AI agent governance will increasingly be judged by runtime control, not inventory size. Security teams that can only count agents but cannot constrain them will struggle to defend their position as adoption rises. With 48% of companies unable to track and audit the data their AI agents access, governance is already behind the deployment curve, and that gap will widen unless identity becomes the control point.

Ephemeral access is becoming the new baseline for agent security. The more agents are embedded into business workflows, the less useful long-lived secrets and static access reviews become. Teams that want a stable operating model should align agent policy with the NIST AI Risk Management Framework and treat every agent as an identity with a lifecycle, not a script with credentials.

Identity fabric is the right named concept for this phase of AI adoption. It means using workload identity, audit trails, and policy enforcement as the foundation for discovery, containment, and ongoing oversight. That approach scales better than trying to discover every agent before allowing any of them to move.


For practitioners

  • Prioritise the agents you already know about Rank known AI agents by data access, production reach, and key reuse. Start with anything touching customer data, production workflows, or shared secrets stores, because those are the fastest routes to material exposure.
  • Replace static API keys with workload identities Move high-risk agent interactions away from copied secrets and toward identities that can be authenticated and authorised at runtime. This gives you attribution, revocation leverage, and a cleaner audit trail when behaviour changes.
  • Bind policy to the agent execution path Set access rules around the actual tools, endpoints, and data stores the agent uses, not just the application it belongs to. Apply least privilege to each hop so one overbroad entitlement does not become a full-path compromise.
  • Use identity data to sharpen discovery Once agents are governed by identity, review access logs and token activity to find the missed agents, forgotten experiments, and duplicated keys. Discovery should become a feedback loop, not a waiting period.

Key takeaways

  • AI agents are not hidden in most enterprises, but they are still under-governed because teams are waiting for perfect discovery before enforcing control.
  • Static API keys, excessive access, and weak auditability combine to make AI agents a broad identity risk, not just an automation risk.
  • The practical answer is to govern known agents first, move them to verifiable identities, and use runtime policy to shrink blast radius as discovery improves.

Standards & Framework Alignment

This section maps relevant standards and security frameworks to the operational risks and controls described in this guidance.

OWASP Agentic AI Top 10 address the attack and risk surface, while NIST AI RMF and NIST CSF 2.0 set the governance and control requirements practitioners need to meet.

FrameworkControl / ReferenceRelevance
OWASP Agentic AI Top 10A1Agent discovery and runtime misuse are core agentic AI identity risks.
NIST AI RMFThe article focuses on governance, accountability, and monitoring for AI behaviour.
NIST CSF 2.0PR.AC-4Least privilege and identity governance are central to the article's control model.

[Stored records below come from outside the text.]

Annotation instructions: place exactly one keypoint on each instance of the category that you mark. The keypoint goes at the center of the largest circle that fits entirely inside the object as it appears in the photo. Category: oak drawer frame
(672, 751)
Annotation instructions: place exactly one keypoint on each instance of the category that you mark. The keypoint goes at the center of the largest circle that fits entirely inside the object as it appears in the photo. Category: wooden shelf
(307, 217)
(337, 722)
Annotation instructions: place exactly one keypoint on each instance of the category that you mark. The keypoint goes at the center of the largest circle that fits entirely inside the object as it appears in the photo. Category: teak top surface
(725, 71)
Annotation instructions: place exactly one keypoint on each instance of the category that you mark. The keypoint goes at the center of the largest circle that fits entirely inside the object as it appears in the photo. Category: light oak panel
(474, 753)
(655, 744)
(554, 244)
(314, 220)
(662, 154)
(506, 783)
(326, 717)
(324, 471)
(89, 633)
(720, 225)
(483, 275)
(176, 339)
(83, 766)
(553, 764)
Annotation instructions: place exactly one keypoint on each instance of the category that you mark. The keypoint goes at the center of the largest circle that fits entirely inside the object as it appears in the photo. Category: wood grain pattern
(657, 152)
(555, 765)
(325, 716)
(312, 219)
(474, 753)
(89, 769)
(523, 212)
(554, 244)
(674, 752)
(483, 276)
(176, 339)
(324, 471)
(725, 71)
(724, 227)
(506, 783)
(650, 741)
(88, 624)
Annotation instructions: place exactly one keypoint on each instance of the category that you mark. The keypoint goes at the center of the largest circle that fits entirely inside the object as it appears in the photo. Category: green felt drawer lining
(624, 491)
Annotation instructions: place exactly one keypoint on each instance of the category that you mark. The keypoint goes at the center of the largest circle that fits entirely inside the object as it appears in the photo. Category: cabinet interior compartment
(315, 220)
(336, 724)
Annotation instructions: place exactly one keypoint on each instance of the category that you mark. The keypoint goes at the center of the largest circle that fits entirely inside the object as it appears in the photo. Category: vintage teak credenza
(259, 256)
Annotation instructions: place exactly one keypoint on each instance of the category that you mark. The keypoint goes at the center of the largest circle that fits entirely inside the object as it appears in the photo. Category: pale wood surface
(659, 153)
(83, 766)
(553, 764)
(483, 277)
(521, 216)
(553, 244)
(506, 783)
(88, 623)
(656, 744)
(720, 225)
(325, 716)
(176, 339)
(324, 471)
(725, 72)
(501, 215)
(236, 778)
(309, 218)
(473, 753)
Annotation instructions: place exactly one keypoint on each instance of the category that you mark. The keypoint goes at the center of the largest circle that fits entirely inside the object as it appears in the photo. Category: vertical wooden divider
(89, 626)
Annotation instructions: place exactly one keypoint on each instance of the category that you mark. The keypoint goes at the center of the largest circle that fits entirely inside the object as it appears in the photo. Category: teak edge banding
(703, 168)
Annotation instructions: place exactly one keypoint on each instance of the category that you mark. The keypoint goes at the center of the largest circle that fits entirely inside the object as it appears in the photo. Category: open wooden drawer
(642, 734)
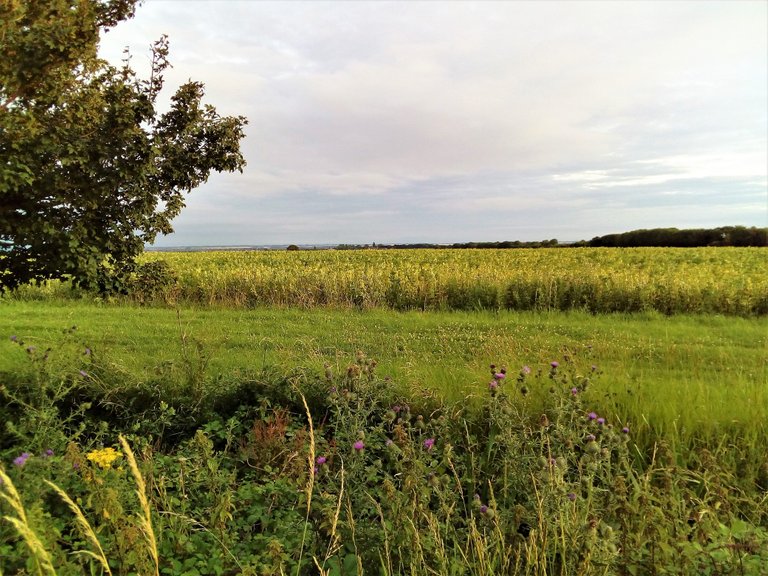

Apply AI RMF GOVERN and MAP functions to assign ownership and define oversight for agents.


Key terms

  • AI Agent: A software entity that can decide what to do next, choose tools, and execute actions without a person approving each step. In identity governance, that behaviour turns the agent into a subject that needs runtime controls, attribution, and lifecycle handling, not just a credential and a policy.
  • Workload Identity: A machine identity used to authenticate software, services, or agents without relying on shared long-lived secrets. It provides a clearer basis for authorization and audit because each action can be tied back to a specific workload rather than a copied API key or opaque token.
  • Identity Fabric: A governance pattern that connects discovery, authentication, authorization, and auditing around the same digital entity. For AI agents, it becomes the layer that turns visibility into control by making access decisions traceable and enforceable at runtime.
  • Secrets Sprawl: The accumulation of duplicated, long-lived, and poorly tracked credentials across repositories, pipelines, and platforms. In AI agent environments, secrets sprawl expands the attack surface because one leaked key can represent many identities, many systems, and little accountability.

Deepen your knowledge

NHI governance, agentic AI identity, and machine identity security are core topics in our NHI Foundation Level course, the industry's only accredited NHI security programme. If you are responsible for identity security strategy or programme maturity, it is worth exploring.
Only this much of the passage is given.